The day prior to this announcement, the Boss, Colonel Juan Peron, had declared at 2:00 a.m. that he did not intend to have himself made President of Argentina. On the same day, the Government had arrested rightwing General Arturo Rawson and 400 others, then censored the news.

This was the Government which the Latin American nations and Russia wished to invite to San Francisco.

A correspondent had written to Mr. Grafton from Argentina, asking that the United States request of Argentina that it supply to the nations of Europe its own available food surplus and ample shipping, to put teeth into its declaration of war on the Axis. It was likely that any such request would be declined, for Argentina had declared war only for self-preservation, only when the outcome had been a foregone conclusion.

Marquis Childs writes of the philosophy of the Big Lie of Hitler working in reverse when applied to the concentration camps. He remarks that some in the United States still viewed the reports as propaganda for the Seventh War Loan drive.
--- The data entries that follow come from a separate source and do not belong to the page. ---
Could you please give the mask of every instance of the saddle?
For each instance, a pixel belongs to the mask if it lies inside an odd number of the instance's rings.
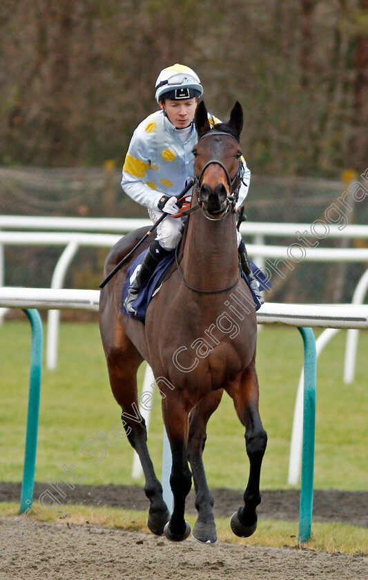
[[[137,272],[139,271],[139,267],[143,262],[143,258],[144,258],[144,255],[146,254],[147,250],[144,250],[142,252],[137,258],[133,260],[128,270],[126,271],[126,278],[123,286],[123,290],[122,293],[122,307],[121,311],[124,314],[126,314],[127,316],[130,316],[132,318],[135,318],[136,320],[139,320],[141,322],[144,324],[144,321],[146,320],[146,312],[147,311],[147,308],[150,303],[150,301],[152,297],[159,291],[162,282],[164,282],[164,279],[167,278],[167,276],[170,273],[171,271],[173,271],[175,267],[171,269],[171,267],[173,266],[173,263],[175,262],[175,250],[173,250],[170,253],[168,253],[165,258],[164,258],[159,263],[157,264],[157,267],[146,284],[144,284],[139,291],[139,293],[136,298],[135,300],[133,303],[133,306],[137,313],[136,316],[133,314],[129,314],[128,312],[126,311],[125,307],[124,306],[124,300],[127,296],[128,291],[129,289],[129,287],[131,286],[133,284],[135,276],[137,276]],[[260,284],[260,290],[266,290],[268,288],[271,287],[271,283],[268,278],[263,273],[263,272],[260,270],[260,269],[254,264],[251,260],[249,260],[251,267],[252,269],[252,271],[253,273],[255,278],[257,280]],[[244,273],[242,271],[242,274],[244,280],[246,282],[248,287],[249,288],[253,299],[254,300],[254,304],[255,306],[255,309],[258,310],[261,307],[261,304],[254,294],[251,286],[249,284],[249,282],[248,278],[246,278]]]

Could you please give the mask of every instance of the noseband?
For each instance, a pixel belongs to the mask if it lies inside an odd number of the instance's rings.
[[[233,135],[232,135],[231,133],[226,133],[225,131],[210,131],[209,133],[206,133],[206,135],[202,135],[200,137],[200,139],[199,139],[198,142],[200,141],[202,141],[202,139],[205,139],[205,137],[211,137],[211,135],[226,135],[226,137],[231,137],[232,139],[234,139],[236,141],[235,137]],[[203,167],[203,168],[202,168],[202,170],[200,173],[200,177],[197,177],[195,174],[194,175],[194,186],[195,187],[195,189],[196,189],[197,193],[198,194],[200,193],[200,190],[201,186],[202,186],[202,181],[203,175],[204,175],[204,173],[206,169],[210,165],[213,165],[214,164],[215,164],[216,165],[220,165],[220,166],[222,167],[222,169],[224,170],[224,171],[225,172],[225,175],[226,176],[227,183],[228,183],[228,185],[229,185],[229,189],[230,189],[230,195],[228,195],[226,197],[226,207],[224,209],[223,215],[221,216],[221,218],[217,218],[217,219],[213,218],[210,218],[209,215],[206,215],[206,213],[204,213],[204,215],[206,216],[206,218],[207,218],[207,219],[213,220],[214,221],[218,221],[219,219],[222,220],[223,218],[225,217],[225,215],[226,215],[228,213],[230,213],[235,208],[235,206],[236,206],[236,204],[237,204],[237,202],[238,202],[238,199],[239,197],[239,191],[240,189],[240,186],[242,185],[243,175],[244,175],[244,165],[243,165],[241,157],[240,157],[239,158],[239,165],[238,165],[238,171],[237,171],[236,175],[234,177],[234,178],[231,179],[227,168],[225,167],[225,166],[224,165],[224,164],[222,163],[222,161],[220,161],[219,160],[217,160],[217,159],[212,159],[212,160],[211,160],[211,161],[207,162],[207,163]],[[237,186],[234,188],[234,190],[232,191],[232,188],[233,188],[234,184],[235,184],[235,182],[237,182],[237,180],[238,180]],[[202,206],[203,206],[203,202],[202,202],[200,200],[200,199],[199,197],[199,195],[198,195],[198,205],[200,206],[200,207],[202,209]]]

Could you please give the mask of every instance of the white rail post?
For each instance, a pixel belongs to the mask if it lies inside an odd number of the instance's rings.
[[[75,255],[78,249],[78,242],[73,240],[68,244],[68,246],[59,258],[56,265],[52,279],[51,280],[51,288],[60,289],[66,273],[69,264]],[[46,351],[46,367],[50,371],[55,371],[57,362],[57,346],[59,342],[59,323],[60,320],[59,310],[49,310],[48,315],[47,329],[47,351]]]
[[[368,270],[365,272],[358,282],[351,303],[362,304],[367,289]],[[354,380],[358,338],[359,331],[357,329],[349,329],[347,331],[344,365],[344,383],[345,385],[351,385]]]
[[[4,246],[3,244],[0,244],[0,286],[4,285]],[[3,317],[5,316],[7,312],[7,308],[0,308],[0,325],[3,324]]]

Thus, it had been wise for the State Department to take a group of Congressmen and editors inside the camps to see the human degradation and death for themselves.

As remarkable as the unspeakable atrocities were, it was almost as distressing to receive reports that thousands of the liberated prisoners were left to wander the countryside, still starving. Wes Gallagher had written that there were not the means yet in place to provide for the released slave laborers and prisoners. Widespread looting, both by the laborers and Germans, to get at food and supplies, was taking place.

The United Nations Relief and Rehabilitation Administration had released a report the year before citing the need to feed and care for between nine and twelve million such persons upon liberation. Yet little had been done and UNRRA had been able to place but 250 trained persons on the ground in Germany. UNRRA claimed that the problem had been in getting cooperation from the military leaders. Supreme Allied Headquarters had not requested until the previous December that UNRRA recruit and train the necessary personnel to provide for displaced persons. Most available personnel were in the Army and until recently, UNRRA could not obtain permission to recruit the soldiers. UNRRA stated that responsibility at this stage had to lie with the Army to feed, clothe, and otherwise aid the displaced former laborers and prisoners.

It was imperative, to stem the spread of disease as well as the spread of revolutionary ardor, to obtain prompt relief for these starving and wandering mendicants, victims of the Third Reich.